Film Review: "The Artist" (2011)

"I won't talk! I won't say a word!" Which is what The Artist presents to modern audiences. This French romantic comedy drama in the style of a black-and-white silent film directed by Michel Hazanavicius, The story takes place in Hollywood, between 1927 and 1932, and focuses on the relationship of an older silent film star and a rising young actress, as silent cinema falls out of fashion and is replaced by the talkies.

The film stars Jean Dujardin as George Valentin and Bérénice Bejo as Peppy Miller. Dujardin gave an astounding performance that is reminiscent of a real life silent film actor - Lon Chaney, Sr. Chaney was a famous silent film actor, he is regarded as one of the most versatile and powerful actors of early cinema, renowned for his characterizations of tortured, often grotesque and afflicted characters, and his groundbreaking artistry with makeup. Chaney is known for his starring roles in such silent horror films as The Hunchback of Notre Dame and The Phantom of the Opera. His ability to transform himself using makeup techniques he developed earned him the nickname "The Man of a Thousand Faces." Sadly his career was also ended by the talkies, the silent cinema and his career died with him. Bejo also gave an astounding performance as the young, perky Peppy Miller, like Dujardin’s performance, her performance was reminiscent of a famous actresses - Greta Garbo. Garbo was a Swedish film actress. Garbo was an international star and icon during Hollywood's silent and classic periods. Many of Garbo's films were sensational hits, and all but three of her twenty-four Hollywood films were profitable. Garbo was nominated four times for an Academy Award and received an honorary one in 1954 for her "luminous and unforgettable screen performances". In 1999, the American Film Institute ranked Garbo fifth on their list of greatest female stars of all time, after Katharine Hepburn, Bette Davis, Audrey Hepburn, and Ingrid Bergman. Just like Miller, Garbo launched her career with a leading role in the 1924 Swedish silent film The Saga of Gosta Berling. Her performance caught the attention of Louis B. Mayer, chief executive of Metro Goldwyn Mayer (MGM), who brought her to Hollywood in 1925. She immediately stirred interest with her first silent film, Torrent, released in 1926; a year later, her performance in Flesh and the Devil, her third movie, made her an international superstar. With her first talking film, Anna Christie (1930), she received an Academy Award nomination. In 1941, she retired after appearing in twenty-seven films. Although she was offered many opportunities to return to the screen, she declined most of them. Instead, she lived a private life, shunning publicity.

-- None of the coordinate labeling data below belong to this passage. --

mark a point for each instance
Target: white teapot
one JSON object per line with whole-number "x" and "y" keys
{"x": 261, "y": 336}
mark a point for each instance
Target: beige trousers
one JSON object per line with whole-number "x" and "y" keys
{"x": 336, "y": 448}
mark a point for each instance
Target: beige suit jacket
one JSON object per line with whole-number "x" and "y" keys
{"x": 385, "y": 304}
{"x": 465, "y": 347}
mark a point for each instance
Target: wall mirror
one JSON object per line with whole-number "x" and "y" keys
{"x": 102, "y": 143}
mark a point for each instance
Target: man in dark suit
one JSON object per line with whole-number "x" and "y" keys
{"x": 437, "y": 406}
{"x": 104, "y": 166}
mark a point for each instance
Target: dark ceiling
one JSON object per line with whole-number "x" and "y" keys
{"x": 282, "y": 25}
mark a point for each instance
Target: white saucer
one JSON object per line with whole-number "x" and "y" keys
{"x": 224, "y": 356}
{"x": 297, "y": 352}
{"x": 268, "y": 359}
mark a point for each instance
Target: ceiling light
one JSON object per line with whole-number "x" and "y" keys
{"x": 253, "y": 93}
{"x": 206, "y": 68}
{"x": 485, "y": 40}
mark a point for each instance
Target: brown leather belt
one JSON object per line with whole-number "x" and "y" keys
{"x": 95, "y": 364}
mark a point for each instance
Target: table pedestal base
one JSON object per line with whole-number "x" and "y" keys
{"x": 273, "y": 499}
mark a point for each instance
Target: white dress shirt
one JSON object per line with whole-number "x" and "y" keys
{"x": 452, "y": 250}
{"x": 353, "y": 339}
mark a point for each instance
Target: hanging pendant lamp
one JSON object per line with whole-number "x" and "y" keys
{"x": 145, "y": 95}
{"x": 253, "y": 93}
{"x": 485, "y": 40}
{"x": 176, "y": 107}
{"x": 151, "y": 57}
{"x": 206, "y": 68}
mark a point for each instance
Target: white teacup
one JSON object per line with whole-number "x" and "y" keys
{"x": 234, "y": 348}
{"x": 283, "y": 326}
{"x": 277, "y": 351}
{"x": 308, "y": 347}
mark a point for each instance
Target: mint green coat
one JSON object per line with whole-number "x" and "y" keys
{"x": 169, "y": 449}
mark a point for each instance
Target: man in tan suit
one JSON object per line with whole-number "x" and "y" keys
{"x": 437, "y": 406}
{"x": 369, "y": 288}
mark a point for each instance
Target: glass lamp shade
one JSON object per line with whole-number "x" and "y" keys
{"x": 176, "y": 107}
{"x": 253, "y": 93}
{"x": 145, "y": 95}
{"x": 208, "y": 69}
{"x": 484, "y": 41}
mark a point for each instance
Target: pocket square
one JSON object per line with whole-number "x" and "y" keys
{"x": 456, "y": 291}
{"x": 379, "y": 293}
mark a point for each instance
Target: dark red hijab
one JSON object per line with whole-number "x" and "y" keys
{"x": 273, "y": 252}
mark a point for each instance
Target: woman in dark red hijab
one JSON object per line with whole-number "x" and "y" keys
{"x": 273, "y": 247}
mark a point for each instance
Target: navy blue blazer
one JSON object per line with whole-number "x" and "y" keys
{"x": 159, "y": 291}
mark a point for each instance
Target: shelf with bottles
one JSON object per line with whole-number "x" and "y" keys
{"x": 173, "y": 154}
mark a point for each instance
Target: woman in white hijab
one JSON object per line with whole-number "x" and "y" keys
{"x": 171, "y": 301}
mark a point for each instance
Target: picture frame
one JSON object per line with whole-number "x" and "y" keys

The Artist is a real pleasure; propelled elegantly forward by delightful performances from Jean Dujardin and Bérénice Bejo it is the most unlikely of feel-good movies. It subconsciously provides commentary on today’s cinema, about the fact that it is bombarded with horrible, ugly and bombastic sounds and we have forgotten how movies really used to sound. With this film, just sit back and enjoy the visuals.